A nursing home’s ability to prevent the spread of Covid-19 among residents and staff hinges on two things: widespread testing and access to proper personal protective equipment (PPE). ArchCare has remained steadfastly committed to testing as many residents and staff members as available testing supplies will allow, even after new government guidelines were issued that allowed nursing homes to stop or drastically curtail testing.
We took this aggressive approach to testing in order to leave no stone unturned in caring for our residents, including the use of medicines that can only be prescribed to patients who have tested positive for Covid-19.
Unfortunately, nursing homes have been placed in a secondary position in terms of access to personal protective equipment (PPE) – even though we’re treating the same Covid-positive patients in nursing homes that they’re treating in hospitals. The only difference is that hospitals take ventilator-dependent patients and we cannot. If patients become ventilator-dependent, we would have to send them to a hospital.
The state has mandated that nursing homes continue a flow of patients into the homes, and homes may not deny admissions to people with Covid-19. Not that we would, anyway.
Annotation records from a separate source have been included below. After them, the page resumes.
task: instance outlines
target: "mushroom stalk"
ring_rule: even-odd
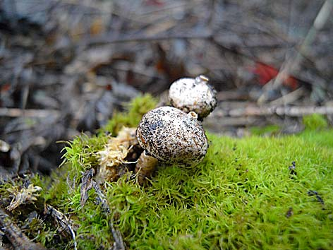
[[[140,155],[135,170],[135,172],[138,176],[138,182],[139,184],[143,185],[147,178],[152,177],[152,174],[157,165],[157,159],[148,155],[145,151],[143,151],[143,153]]]

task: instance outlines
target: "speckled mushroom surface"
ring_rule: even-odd
[[[169,98],[172,106],[186,113],[193,111],[200,119],[210,114],[217,104],[215,90],[202,75],[174,82],[169,90]]]
[[[161,107],[145,114],[137,129],[140,145],[150,155],[167,162],[193,165],[202,161],[208,142],[195,112]]]

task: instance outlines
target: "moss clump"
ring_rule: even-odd
[[[30,181],[43,187],[40,203],[71,218],[82,249],[111,247],[111,225],[128,249],[333,248],[332,130],[279,138],[207,136],[207,155],[195,167],[159,166],[146,187],[128,174],[103,184],[109,210],[94,189],[84,207],[80,201],[82,173],[97,164],[92,155],[107,141],[102,133],[74,139],[58,172]],[[6,194],[11,184],[0,184],[0,191]],[[2,208],[10,202],[2,201]],[[35,240],[73,249],[70,236],[56,238],[56,227],[45,228]]]

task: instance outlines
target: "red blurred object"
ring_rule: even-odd
[[[279,73],[279,70],[274,67],[259,61],[255,63],[255,66],[251,69],[251,71],[258,76],[259,83],[262,85],[265,85],[270,81],[276,78]],[[293,90],[298,87],[297,79],[291,76],[286,76],[282,84],[289,87]]]

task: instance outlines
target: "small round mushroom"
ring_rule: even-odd
[[[169,90],[172,106],[188,113],[193,111],[202,120],[217,104],[216,90],[208,84],[208,78],[200,75],[195,78],[184,78],[174,82]]]
[[[138,127],[139,144],[147,154],[164,162],[193,165],[202,160],[208,142],[194,112],[160,107],[145,114]]]

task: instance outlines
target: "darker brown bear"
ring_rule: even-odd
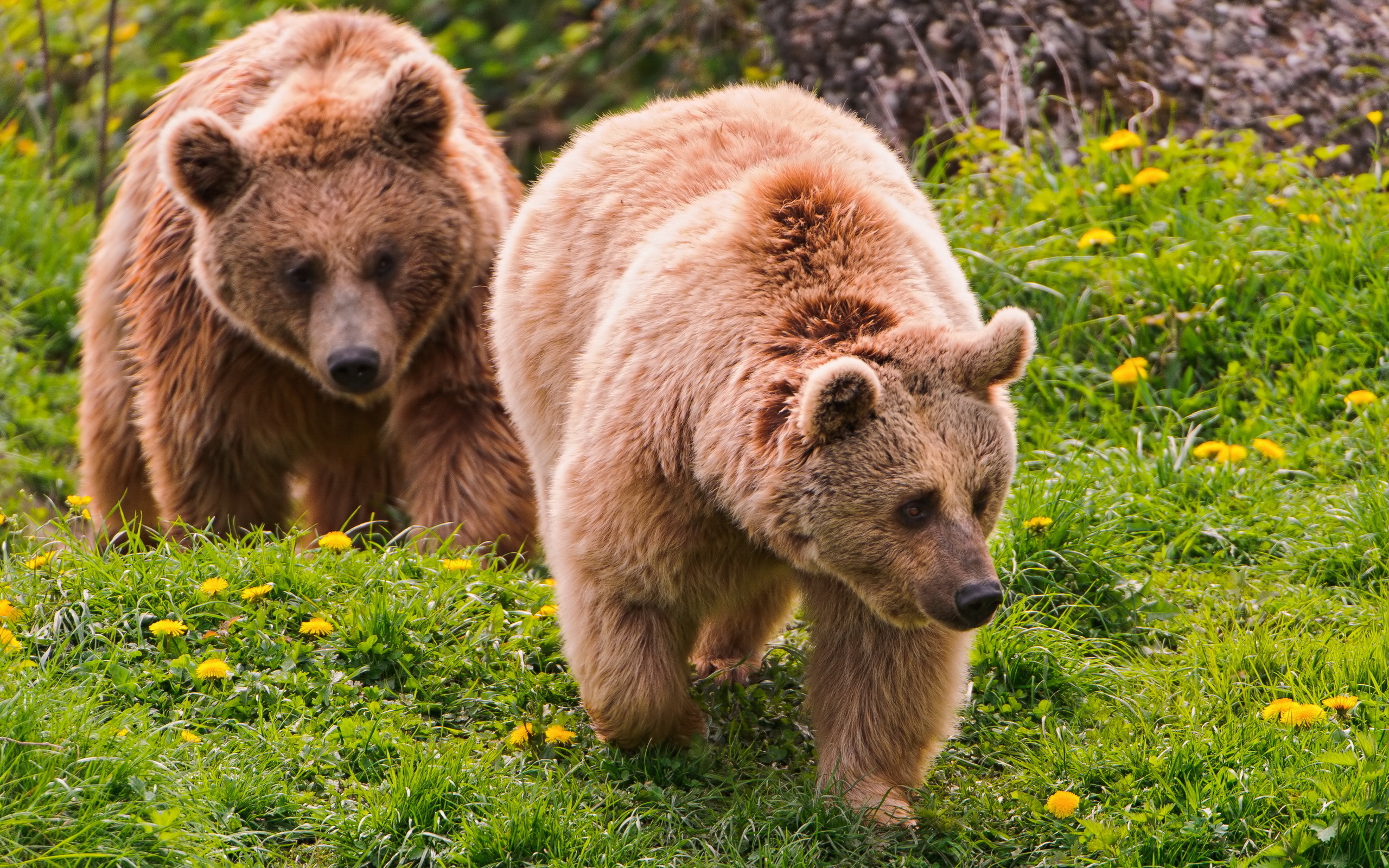
[[[135,131],[82,290],[83,492],[103,517],[319,531],[401,506],[531,533],[482,333],[519,185],[458,75],[358,12],[281,12]]]

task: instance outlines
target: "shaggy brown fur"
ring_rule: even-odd
[[[518,196],[458,75],[382,15],[281,12],[192,64],[132,136],[82,290],[93,512],[279,526],[297,475],[319,529],[403,501],[519,544],[482,333]]]
[[[821,782],[881,819],[954,726],[1014,465],[1025,314],[985,326],[863,124],[790,86],[597,124],[497,258],[503,394],[583,703],[606,739],[701,728],[799,592]]]

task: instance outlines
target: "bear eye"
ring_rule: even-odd
[[[979,489],[974,493],[974,515],[975,518],[983,518],[985,511],[989,508],[989,500],[992,500],[993,492],[989,489]]]
[[[920,528],[926,524],[936,511],[936,493],[925,492],[917,494],[907,503],[897,507],[897,518],[908,528]]]
[[[314,292],[314,286],[318,285],[318,264],[314,260],[297,262],[285,272],[285,281],[296,292]]]

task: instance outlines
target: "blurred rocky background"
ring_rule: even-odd
[[[899,146],[964,118],[1021,142],[1147,111],[1150,129],[1257,128],[1351,146],[1389,104],[1389,4],[1375,0],[763,0],[786,79]],[[1303,121],[1289,115],[1301,115]]]

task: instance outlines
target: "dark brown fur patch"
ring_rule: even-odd
[[[853,186],[811,165],[783,168],[761,196],[767,218],[754,244],[765,278],[779,286],[851,268],[858,242],[882,222]]]
[[[833,347],[885,332],[897,321],[897,314],[868,299],[820,296],[793,307],[779,331],[792,339]]]

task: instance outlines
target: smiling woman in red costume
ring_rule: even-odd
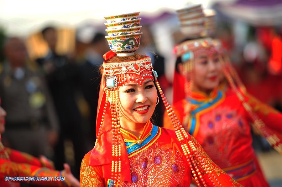
[[[202,17],[193,18],[196,7]],[[190,16],[190,21],[204,28],[205,19],[199,19],[204,16],[200,5],[185,11],[184,15],[179,12],[183,27],[183,17]],[[199,29],[189,33],[190,37],[199,36]],[[172,107],[185,130],[227,173],[245,186],[267,186],[252,146],[250,124],[281,153],[282,115],[248,94],[222,51],[218,41],[207,37],[187,40],[175,47]],[[223,74],[230,86],[220,86]],[[168,116],[164,117],[168,121]],[[173,128],[169,123],[164,126]]]
[[[123,36],[107,37],[117,54],[110,51],[104,55],[97,140],[82,162],[81,186],[188,186],[191,176],[199,186],[238,186],[184,130],[164,94],[149,57],[133,53],[141,34],[123,35],[132,42],[124,45],[117,41]],[[160,100],[174,130],[150,121]]]

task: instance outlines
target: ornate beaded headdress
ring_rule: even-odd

It’s not our intention in this time of need to turn our backs on people with Covid-19.
Federal and state guidelines also require caregivers who have been exposed to the virus but do not yet show symptoms to remain at work. Combined with the difficulty obtaining PPE, this made it nearly impossible for nursing homes to control the infection in the pandemic’s first weeks.
We fought for access to personal protective equipment from sources across the entire country, and the situation has improved. We’re trying to do everything that we can to ensure that our staff is able to care for these patients as safely as possible.
AW: What can be done for families of Covid patients who are unable to visit their loved ones?
SL: We’ve enhanced family communication throughout the crisis. We implemented a text message and email notification system, and I host a live webinar for our community to answer family members’ questions. Our goal from day one has been to communicate transparently. Several families have sent in notes of thanks at how supportive staff has been during this time.
We’re in a circumstance where it’s possible that a family member was not able to be with their loved one when they passed. That adds complexity and difficulty for everyone involved, and I think it requires additional support and caring.
We are working with Calvary Hospital and their bereavement program so that we can offer bereavement services and support to families affected by Covid-19. This bereavement support is virtual at this point. Over time it could become part of an in-person bereavement support group, but right now you’re not allowed to do that.
AW: Anything you’d like to say in closing?
SL: This is an unprecedented crisis. It’s occurring everywhere in the community. To get through it, we just need to pull together for the benefit of the people we serve.